4. The registrant’s other certifying officer(s) and I are responsible for establishing and maintaining disclosure controls and procedures (as defined in Exchange Act Rules 13a-15(e) and 15d-15(e)) for the registrant and we have:

a) Designed such disclosure controls and procedures, or caused such disclosure controls and procedures to be designed under our supervision, to ensure that material information relating to the registrant is made known to us by others within such entity, particularly during the period in which this report is being prepared;

b) Evaluated the effectiveness of the registrant’s disclosure controls and procedures and presented in this report our conclusions about the effectiveness of the disclosure controls and procedures, as of the end of the period covered by this report based on such evaluation; and

c) Disclosed in this report any change in the registrant’s internal control over financial reporting that occurred during the registrant’s most recent fiscal quarter (the registrant’s fourth fiscal quarter in the case of an annual report) that has materially affected, or is reasonably likely to materially affect, the registrant’s internal control over financial reporting; and

5. The registrant’s other certifying officer(s) and I have disclosed, based on our most recent evaluation of internal control over financial reporting, to the registrant’s auditors and the audit committee of the registrant’s board of directors (or persons performing the equivalent functions):

a) All significant deficiencies and material weaknesses in the design or operation of internal control over financial reporting which are reasonably likely to adversely affect the registrant’s ability to record, process, summarize and report financial information; and

b) Any fraud, whether or not material, that involves management or other employees who have a significant role in the registrant’s internal control over financial reporting.

Date: August 14, 2009

 

/s/ Kenneth Y. Tanji

Kenneth Y. Tanji
Executive Vice President and Chief Financial Officer
EX-32.1 4 dex321.htm SECTION 906 CERTICATION OF THE CHIEF EXECUTIVE OFFICER Section 906 Certication of the Chief Executive Officer

Exhibit 32.1

CERTIFICATION OF THE CHIEF EXECUTIVE OFFICER

Pursuant to 18 U.S.C. Section 1350, I, Stephen Pelletier, Chief Executive Officer and President of Prudential Annuities Life Assurance Corporation (the “Company”), hereby certify that the Company’s Quarterly Report on Form 10-Q for the quarter ended March 31, 2009 (the “Report”) fully complies with the requirements of Section 13(a) or 15(d) of the Securities Exchange Act of 1934 and that the information contained in the Report fairly presents, in all material respects, the financial condition and results of operations of the Company.

Dated: August 14, 2009

 

/s/ Stephen Pelletier

Name:

 

Stephen Pelletier

Title:

 

Chief Executive Officer and President

The foregoing certification is being furnished solely pursuant to 18 U.S.C. Section 1350 and is not being filed as part of the Report or as a separate disclosure document.

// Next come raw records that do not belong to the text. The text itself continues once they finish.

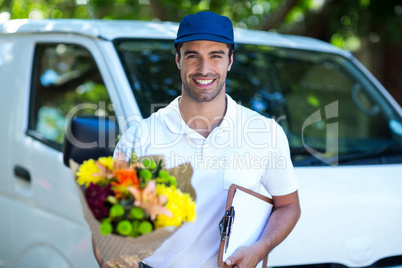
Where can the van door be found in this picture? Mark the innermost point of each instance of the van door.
(66, 77)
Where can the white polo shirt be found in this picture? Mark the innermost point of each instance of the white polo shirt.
(246, 148)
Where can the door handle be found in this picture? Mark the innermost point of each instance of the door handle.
(22, 173)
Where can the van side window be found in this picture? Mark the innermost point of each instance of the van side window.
(65, 82)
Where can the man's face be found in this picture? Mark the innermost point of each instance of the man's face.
(203, 67)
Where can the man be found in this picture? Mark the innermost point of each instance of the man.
(225, 143)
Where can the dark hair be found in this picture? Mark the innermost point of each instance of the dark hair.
(230, 46)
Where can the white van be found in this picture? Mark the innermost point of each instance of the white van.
(344, 130)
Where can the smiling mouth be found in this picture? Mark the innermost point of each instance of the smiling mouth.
(204, 82)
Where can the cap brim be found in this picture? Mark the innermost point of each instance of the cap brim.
(199, 37)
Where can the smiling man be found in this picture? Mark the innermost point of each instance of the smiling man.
(225, 143)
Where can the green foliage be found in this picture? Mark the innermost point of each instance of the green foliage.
(346, 21)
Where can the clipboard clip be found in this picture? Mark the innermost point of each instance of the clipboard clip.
(225, 226)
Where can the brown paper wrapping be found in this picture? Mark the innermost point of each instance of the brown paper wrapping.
(120, 252)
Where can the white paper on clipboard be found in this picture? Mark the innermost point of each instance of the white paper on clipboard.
(251, 217)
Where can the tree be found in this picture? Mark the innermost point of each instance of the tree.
(368, 28)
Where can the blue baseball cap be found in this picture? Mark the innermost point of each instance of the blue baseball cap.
(205, 25)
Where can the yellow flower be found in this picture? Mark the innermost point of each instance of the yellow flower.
(107, 161)
(180, 204)
(86, 171)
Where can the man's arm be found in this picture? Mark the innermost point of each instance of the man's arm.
(284, 217)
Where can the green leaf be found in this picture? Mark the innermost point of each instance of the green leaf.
(149, 163)
(105, 228)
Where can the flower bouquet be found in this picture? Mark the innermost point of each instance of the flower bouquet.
(132, 207)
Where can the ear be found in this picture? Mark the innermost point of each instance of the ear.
(177, 61)
(230, 62)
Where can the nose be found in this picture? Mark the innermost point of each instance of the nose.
(204, 66)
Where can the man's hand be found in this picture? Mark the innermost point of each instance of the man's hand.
(285, 214)
(243, 257)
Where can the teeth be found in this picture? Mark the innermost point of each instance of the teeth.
(204, 82)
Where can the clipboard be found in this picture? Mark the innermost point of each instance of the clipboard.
(246, 215)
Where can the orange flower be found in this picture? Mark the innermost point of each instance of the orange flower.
(125, 178)
(149, 201)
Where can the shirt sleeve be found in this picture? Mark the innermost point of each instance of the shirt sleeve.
(279, 178)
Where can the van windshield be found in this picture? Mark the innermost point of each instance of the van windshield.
(327, 107)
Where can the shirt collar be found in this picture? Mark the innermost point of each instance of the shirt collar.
(176, 124)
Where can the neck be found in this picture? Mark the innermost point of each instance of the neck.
(203, 117)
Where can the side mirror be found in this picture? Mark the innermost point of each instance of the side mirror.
(89, 137)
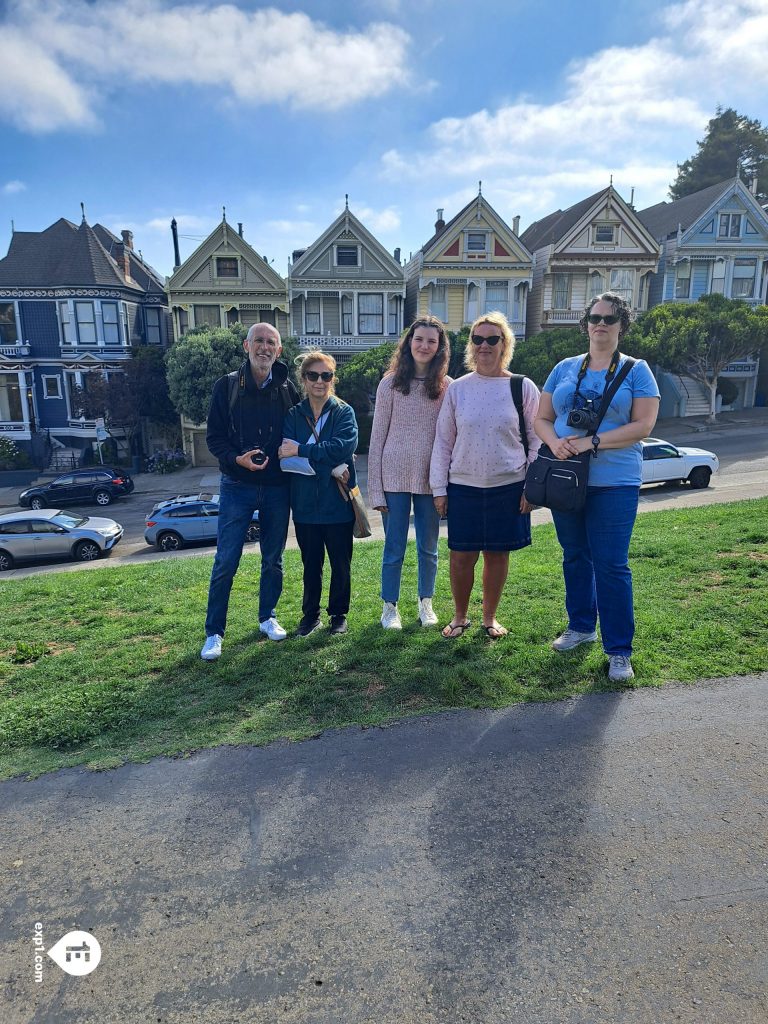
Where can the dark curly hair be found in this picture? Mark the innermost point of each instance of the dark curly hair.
(402, 368)
(622, 308)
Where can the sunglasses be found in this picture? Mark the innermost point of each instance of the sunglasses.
(477, 339)
(608, 321)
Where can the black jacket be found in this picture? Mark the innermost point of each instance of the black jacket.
(254, 421)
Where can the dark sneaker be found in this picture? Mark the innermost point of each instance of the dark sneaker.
(307, 626)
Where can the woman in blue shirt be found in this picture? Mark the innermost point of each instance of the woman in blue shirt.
(596, 539)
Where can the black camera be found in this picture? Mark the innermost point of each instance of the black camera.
(586, 418)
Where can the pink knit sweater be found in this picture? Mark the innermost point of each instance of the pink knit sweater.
(401, 440)
(477, 442)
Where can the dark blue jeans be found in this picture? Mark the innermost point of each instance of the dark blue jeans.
(238, 502)
(595, 562)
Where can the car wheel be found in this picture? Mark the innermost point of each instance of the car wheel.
(87, 551)
(170, 542)
(699, 477)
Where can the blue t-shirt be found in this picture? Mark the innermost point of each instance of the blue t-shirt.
(613, 467)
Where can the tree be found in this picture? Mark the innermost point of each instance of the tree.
(699, 339)
(732, 140)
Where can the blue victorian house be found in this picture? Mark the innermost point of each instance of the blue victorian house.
(73, 301)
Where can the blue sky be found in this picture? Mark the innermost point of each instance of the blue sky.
(155, 109)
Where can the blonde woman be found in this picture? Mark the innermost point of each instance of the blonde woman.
(478, 470)
(324, 430)
(408, 402)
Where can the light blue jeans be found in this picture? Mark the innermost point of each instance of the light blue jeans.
(396, 520)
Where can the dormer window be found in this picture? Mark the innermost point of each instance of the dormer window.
(730, 225)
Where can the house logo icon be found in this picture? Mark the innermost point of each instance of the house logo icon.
(77, 952)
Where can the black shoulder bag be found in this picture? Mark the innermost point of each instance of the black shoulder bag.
(560, 484)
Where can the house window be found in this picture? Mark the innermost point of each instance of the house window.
(438, 304)
(207, 316)
(111, 323)
(682, 281)
(743, 279)
(10, 399)
(497, 297)
(8, 333)
(347, 256)
(561, 291)
(346, 314)
(371, 313)
(604, 233)
(226, 266)
(623, 283)
(52, 387)
(730, 225)
(311, 315)
(152, 327)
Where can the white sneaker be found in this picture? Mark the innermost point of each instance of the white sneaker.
(390, 616)
(272, 629)
(571, 638)
(211, 648)
(426, 612)
(620, 668)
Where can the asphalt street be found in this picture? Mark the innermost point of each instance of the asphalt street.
(599, 860)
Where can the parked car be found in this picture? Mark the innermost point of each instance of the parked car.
(663, 461)
(51, 534)
(187, 519)
(98, 484)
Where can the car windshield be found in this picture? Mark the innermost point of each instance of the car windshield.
(70, 521)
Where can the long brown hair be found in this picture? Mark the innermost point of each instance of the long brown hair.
(402, 368)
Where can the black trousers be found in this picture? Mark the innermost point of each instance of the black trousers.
(314, 540)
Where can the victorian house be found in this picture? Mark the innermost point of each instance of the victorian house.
(346, 292)
(715, 240)
(73, 301)
(224, 282)
(474, 263)
(595, 246)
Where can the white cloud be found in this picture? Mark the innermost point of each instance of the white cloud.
(57, 56)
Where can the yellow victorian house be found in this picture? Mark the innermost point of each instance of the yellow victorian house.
(474, 263)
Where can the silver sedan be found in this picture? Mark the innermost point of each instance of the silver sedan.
(50, 534)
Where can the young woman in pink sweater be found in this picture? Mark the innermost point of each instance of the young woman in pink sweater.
(408, 401)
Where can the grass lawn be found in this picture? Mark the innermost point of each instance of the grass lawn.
(101, 667)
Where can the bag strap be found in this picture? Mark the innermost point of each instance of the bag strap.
(515, 383)
(629, 363)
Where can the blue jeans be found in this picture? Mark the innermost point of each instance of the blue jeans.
(595, 547)
(427, 524)
(238, 502)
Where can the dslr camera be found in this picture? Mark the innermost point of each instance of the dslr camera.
(585, 418)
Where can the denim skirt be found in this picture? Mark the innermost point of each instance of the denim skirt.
(486, 518)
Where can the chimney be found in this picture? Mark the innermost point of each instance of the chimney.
(176, 257)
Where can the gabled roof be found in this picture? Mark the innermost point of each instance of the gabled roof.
(62, 255)
(663, 219)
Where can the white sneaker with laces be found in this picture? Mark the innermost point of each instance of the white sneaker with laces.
(426, 612)
(571, 638)
(211, 648)
(620, 668)
(272, 629)
(390, 616)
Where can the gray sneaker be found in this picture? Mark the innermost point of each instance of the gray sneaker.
(620, 668)
(570, 639)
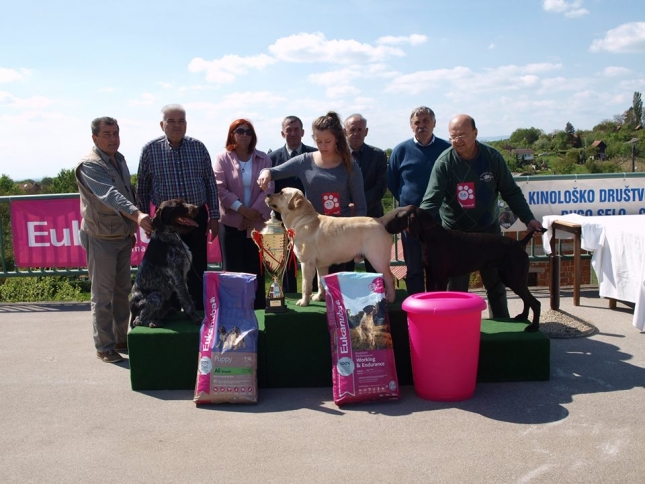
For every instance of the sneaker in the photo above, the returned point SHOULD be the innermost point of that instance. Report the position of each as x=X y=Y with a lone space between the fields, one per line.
x=121 y=347
x=109 y=356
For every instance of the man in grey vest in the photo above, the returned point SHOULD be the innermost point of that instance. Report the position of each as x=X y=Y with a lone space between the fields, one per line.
x=110 y=220
x=292 y=132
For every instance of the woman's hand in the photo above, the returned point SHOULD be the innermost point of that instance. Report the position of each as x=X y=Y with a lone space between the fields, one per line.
x=264 y=179
x=250 y=213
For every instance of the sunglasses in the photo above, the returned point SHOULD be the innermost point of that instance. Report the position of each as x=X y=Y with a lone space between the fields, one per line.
x=247 y=131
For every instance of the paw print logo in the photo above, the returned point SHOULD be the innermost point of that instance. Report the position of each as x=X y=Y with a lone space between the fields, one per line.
x=465 y=193
x=377 y=285
x=330 y=202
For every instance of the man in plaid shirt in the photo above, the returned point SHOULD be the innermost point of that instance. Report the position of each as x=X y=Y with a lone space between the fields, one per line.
x=178 y=166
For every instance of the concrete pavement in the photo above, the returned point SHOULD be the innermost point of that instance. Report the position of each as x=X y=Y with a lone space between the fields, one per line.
x=66 y=417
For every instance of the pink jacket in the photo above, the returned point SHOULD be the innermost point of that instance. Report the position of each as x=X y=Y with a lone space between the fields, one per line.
x=228 y=176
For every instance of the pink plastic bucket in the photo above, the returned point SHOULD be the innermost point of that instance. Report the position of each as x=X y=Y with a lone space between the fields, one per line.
x=445 y=329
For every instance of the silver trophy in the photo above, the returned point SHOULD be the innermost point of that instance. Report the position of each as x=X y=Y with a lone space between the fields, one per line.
x=274 y=244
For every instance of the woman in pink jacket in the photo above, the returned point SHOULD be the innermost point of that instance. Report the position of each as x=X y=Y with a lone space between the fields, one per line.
x=241 y=202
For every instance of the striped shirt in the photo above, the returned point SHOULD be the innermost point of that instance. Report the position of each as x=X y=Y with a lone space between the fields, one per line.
x=166 y=173
x=100 y=183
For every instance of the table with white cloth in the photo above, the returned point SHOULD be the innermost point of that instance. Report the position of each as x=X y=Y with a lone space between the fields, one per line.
x=618 y=246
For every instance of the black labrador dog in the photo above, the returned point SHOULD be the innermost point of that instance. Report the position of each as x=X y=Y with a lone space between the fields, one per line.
x=451 y=253
x=164 y=267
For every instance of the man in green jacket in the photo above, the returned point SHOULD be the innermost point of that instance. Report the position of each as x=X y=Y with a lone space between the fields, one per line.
x=464 y=188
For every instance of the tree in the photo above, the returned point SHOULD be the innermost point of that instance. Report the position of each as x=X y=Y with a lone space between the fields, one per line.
x=525 y=136
x=637 y=106
x=65 y=182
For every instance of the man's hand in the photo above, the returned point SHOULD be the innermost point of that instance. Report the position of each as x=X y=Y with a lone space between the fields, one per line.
x=536 y=226
x=213 y=228
x=250 y=213
x=145 y=222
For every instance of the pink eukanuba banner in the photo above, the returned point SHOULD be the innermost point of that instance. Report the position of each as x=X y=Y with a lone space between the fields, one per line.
x=46 y=234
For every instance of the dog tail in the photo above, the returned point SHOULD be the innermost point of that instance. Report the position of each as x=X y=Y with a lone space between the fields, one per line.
x=135 y=309
x=396 y=220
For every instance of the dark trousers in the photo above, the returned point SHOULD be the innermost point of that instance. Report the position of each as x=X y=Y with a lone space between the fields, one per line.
x=240 y=254
x=196 y=242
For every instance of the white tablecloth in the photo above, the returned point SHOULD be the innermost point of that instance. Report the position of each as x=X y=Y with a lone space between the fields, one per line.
x=618 y=246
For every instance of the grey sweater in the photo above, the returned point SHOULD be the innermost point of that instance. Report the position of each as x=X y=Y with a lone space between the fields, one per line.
x=333 y=188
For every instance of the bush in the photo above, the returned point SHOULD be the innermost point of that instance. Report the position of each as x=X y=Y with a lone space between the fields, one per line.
x=41 y=289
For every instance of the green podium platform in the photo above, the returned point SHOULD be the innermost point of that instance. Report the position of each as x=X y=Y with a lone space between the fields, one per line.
x=294 y=350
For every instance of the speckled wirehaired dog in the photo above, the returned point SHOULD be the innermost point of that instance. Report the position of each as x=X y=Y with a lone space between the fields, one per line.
x=164 y=267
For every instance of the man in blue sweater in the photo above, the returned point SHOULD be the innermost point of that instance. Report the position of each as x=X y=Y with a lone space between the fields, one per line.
x=408 y=174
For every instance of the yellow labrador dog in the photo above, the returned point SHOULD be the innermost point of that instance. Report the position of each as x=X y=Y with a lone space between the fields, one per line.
x=321 y=241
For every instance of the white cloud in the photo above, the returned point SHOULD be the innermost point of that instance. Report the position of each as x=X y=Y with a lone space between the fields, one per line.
x=614 y=71
x=341 y=91
x=570 y=9
x=229 y=67
x=316 y=48
x=462 y=81
x=10 y=75
x=146 y=99
x=340 y=76
x=626 y=38
x=414 y=39
x=34 y=102
x=240 y=100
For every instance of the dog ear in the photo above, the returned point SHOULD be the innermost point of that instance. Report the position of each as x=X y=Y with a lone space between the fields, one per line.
x=296 y=201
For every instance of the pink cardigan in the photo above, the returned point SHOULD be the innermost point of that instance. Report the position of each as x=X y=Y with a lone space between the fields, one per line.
x=228 y=176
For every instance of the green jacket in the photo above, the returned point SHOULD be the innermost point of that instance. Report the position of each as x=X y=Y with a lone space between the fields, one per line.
x=465 y=193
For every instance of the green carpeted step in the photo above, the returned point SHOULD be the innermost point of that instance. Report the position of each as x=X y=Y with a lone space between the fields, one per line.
x=294 y=350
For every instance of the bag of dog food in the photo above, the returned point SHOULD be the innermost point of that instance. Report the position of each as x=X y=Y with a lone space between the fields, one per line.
x=363 y=366
x=228 y=342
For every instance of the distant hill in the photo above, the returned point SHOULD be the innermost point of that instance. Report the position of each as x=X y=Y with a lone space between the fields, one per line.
x=493 y=138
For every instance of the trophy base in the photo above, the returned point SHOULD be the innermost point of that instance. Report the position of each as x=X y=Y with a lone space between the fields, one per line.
x=276 y=305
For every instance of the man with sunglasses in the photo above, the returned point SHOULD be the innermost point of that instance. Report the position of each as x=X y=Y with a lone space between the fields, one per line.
x=408 y=173
x=463 y=191
x=292 y=132
x=178 y=166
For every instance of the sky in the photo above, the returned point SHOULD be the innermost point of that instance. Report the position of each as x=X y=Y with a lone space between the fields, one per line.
x=508 y=63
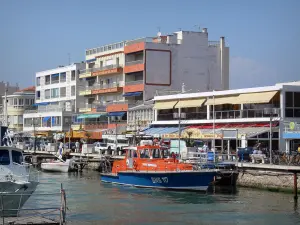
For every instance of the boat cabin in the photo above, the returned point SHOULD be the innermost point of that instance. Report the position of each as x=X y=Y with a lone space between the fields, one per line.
x=148 y=158
x=10 y=156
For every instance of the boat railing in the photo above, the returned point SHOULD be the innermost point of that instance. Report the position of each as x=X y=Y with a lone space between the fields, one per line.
x=47 y=213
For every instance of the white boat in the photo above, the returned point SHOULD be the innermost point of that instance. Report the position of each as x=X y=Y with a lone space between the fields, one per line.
x=17 y=181
x=58 y=165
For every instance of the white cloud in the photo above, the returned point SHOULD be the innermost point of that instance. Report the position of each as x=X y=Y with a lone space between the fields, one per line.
x=246 y=73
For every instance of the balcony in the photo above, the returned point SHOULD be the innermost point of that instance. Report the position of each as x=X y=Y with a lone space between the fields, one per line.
x=93 y=125
x=134 y=62
x=219 y=115
x=98 y=71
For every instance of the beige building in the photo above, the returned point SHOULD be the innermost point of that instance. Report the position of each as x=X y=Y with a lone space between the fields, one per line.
x=16 y=105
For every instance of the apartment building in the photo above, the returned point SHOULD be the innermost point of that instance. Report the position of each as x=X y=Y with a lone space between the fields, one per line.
x=56 y=99
x=253 y=113
x=121 y=75
x=15 y=106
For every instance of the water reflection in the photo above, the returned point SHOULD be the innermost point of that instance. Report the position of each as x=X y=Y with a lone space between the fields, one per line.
x=93 y=202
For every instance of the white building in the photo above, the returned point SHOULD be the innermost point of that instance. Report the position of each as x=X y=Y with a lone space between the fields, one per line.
x=17 y=103
x=250 y=111
x=121 y=74
x=56 y=99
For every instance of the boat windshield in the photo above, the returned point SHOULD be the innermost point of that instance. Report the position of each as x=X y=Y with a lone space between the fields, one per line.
x=145 y=154
x=156 y=154
x=17 y=157
x=4 y=157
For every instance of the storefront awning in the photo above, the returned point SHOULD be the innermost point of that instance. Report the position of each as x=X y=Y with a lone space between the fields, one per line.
x=90 y=60
x=45 y=119
x=259 y=97
x=91 y=116
x=132 y=94
x=116 y=113
x=164 y=104
x=189 y=103
x=222 y=100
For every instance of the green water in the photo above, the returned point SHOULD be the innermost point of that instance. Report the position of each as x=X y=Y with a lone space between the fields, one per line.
x=92 y=202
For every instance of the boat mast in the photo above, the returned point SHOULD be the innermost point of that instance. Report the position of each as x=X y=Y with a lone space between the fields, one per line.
x=5 y=106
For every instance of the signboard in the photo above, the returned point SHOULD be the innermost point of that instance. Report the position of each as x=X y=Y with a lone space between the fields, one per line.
x=230 y=133
x=193 y=133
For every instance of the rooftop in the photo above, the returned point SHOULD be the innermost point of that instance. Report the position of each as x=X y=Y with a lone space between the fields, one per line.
x=275 y=87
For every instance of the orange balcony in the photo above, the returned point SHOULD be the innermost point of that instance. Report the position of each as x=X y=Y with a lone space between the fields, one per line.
x=136 y=47
x=107 y=71
x=107 y=90
x=134 y=68
x=133 y=87
x=117 y=107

EX-32.2 5 dex322.htm SECTION 906 CERTICATION OF THE CHIEF FINANCIAL OFFICER Section 906 Certication of the Chief Financial Officer

Exhibit 32.2

CERTIFICATION OF THE CHIEF FINANCIAL OFFICER

Pursuant to 18 U.S.C. Section 1350, I, Kenneth Y. Tanji, Executive Vice President and Chief Financial Officer of Prudential Annuities Life Assurance Corporation (the “Company”), hereby certify that the Company’s Quarterly Report on Form 10-Q for the quarter ended March 31, 2009 (the “Report”) fully complies with the requirements of Section 13(a) or 15(d) of the Securities Exchange Act of 1934 and that the information contained in the Report fairly presents, in all material respects, the financial condition and results of operations of the Company.

Dated: August 14, 2009

 

/s/ Kenneth Y. Tanji

Name:

 

Kenneth Y. Tanji

Title:

 

Executive Vice President and Chief Financial Officer

The foregoing certification is being furnished solely pursuant to 18 U.S.C. Section 1350 and is not being filed as part of the Report or as a separate disclosure document.